The move by eastern authorities to freeze all output and exports came in response to a decision by the internationally recognized government in the west to replace central bank Governor Sadiq Al-Kabir. Al-Kabir, who has allies in the east, has refused to step down from the sensitive post where billions of dollars of oil revenues are managed among the two governments.
The 70,000 barrels-a-day Al-Feel oilfield was shut down Tuesday. The largest oilfield, Sharara, had already shut down earlier this month. The shutdowns are escalating a crisis the United Nations has warned runs the risk of collapsing the economy.
Competing Governments
Libya was split into competing eastern and western governments a decade ago, and stewardship of the monetary authority gives control of billions of dollars of revenue. Its energy resources have been a key battleground for factions vying for political advantage, bringing frequent stoppages.

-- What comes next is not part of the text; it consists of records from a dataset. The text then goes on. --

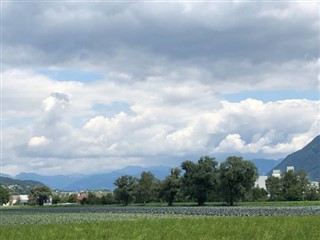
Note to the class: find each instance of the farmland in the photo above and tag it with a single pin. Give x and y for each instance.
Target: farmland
(161, 223)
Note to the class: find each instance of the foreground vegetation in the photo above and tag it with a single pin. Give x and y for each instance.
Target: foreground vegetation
(140, 227)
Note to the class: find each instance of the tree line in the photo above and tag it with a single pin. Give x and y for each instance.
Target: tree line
(203, 181)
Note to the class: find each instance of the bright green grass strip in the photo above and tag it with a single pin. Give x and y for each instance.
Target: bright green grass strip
(300, 228)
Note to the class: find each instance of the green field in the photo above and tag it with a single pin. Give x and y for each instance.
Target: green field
(133, 227)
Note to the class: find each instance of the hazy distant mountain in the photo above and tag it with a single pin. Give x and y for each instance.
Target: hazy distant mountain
(92, 181)
(308, 158)
(19, 186)
(265, 165)
(54, 182)
(105, 181)
(5, 175)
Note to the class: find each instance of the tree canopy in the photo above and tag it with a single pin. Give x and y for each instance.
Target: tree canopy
(236, 177)
(4, 195)
(199, 179)
(125, 187)
(39, 195)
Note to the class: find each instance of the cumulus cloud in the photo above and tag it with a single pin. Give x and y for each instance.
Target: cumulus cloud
(169, 65)
(38, 141)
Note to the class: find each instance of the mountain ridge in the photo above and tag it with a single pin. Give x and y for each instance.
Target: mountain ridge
(307, 158)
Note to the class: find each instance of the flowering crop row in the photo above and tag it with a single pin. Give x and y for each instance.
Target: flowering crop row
(88, 214)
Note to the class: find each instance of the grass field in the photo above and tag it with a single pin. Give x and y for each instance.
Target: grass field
(302, 227)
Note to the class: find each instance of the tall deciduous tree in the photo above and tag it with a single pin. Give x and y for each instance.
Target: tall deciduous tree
(4, 195)
(39, 195)
(146, 188)
(199, 179)
(170, 186)
(294, 185)
(274, 187)
(237, 177)
(125, 187)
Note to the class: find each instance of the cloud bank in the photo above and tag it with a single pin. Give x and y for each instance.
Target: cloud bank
(98, 86)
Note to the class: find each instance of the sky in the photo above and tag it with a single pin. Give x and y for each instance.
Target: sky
(90, 87)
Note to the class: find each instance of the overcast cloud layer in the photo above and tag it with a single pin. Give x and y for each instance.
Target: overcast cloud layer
(92, 87)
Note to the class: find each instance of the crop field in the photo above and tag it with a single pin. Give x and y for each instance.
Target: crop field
(160, 223)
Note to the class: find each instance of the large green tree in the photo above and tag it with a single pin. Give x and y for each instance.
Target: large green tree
(125, 187)
(294, 185)
(146, 189)
(39, 195)
(170, 186)
(274, 187)
(236, 177)
(199, 179)
(4, 195)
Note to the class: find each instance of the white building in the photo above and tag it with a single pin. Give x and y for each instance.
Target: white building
(261, 182)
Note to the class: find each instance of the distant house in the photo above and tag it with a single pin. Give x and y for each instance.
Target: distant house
(19, 199)
(261, 182)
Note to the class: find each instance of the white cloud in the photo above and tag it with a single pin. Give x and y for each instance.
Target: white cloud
(170, 65)
(38, 141)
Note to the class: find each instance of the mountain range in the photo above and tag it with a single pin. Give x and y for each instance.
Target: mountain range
(308, 159)
(18, 186)
(77, 182)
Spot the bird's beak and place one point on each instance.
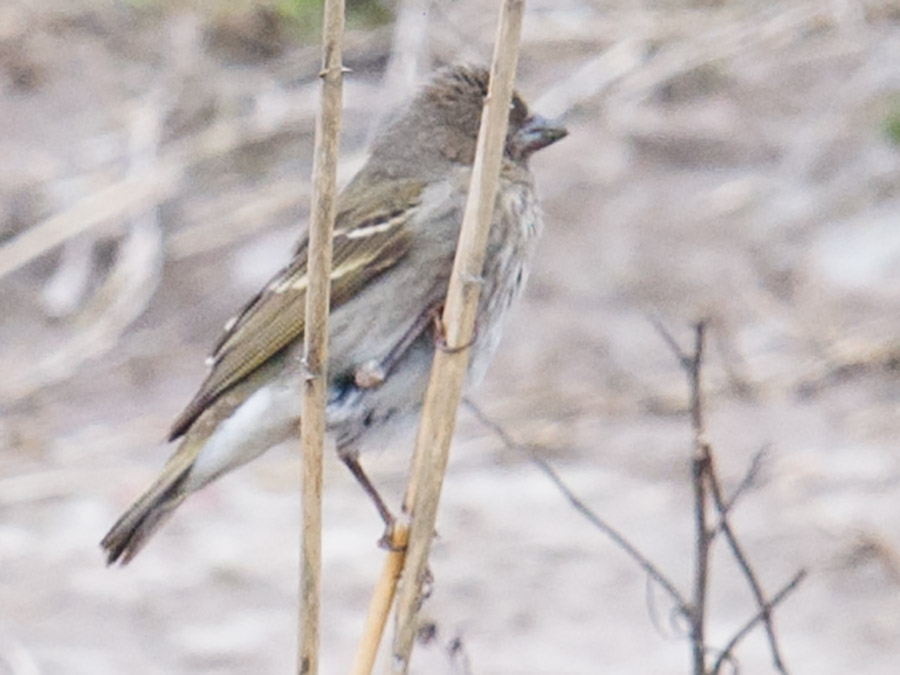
(537, 132)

The central bank stalemate is the latest episode in the Libyan conflict that threatens a 2021 United Nations-backed political arrangement which ended the war between the rival camps and was supposed to bring them together after elections which never happened, leaving room for tensions.
The OPEC member — which sits atop Africa’s largest oil reserves — was producing 1.27 million barrels a day of oil on Aug. 1, according to figures from the state oil firm National Oil Corp., before the 300,000 barrels-a-day Sharara field was shut down.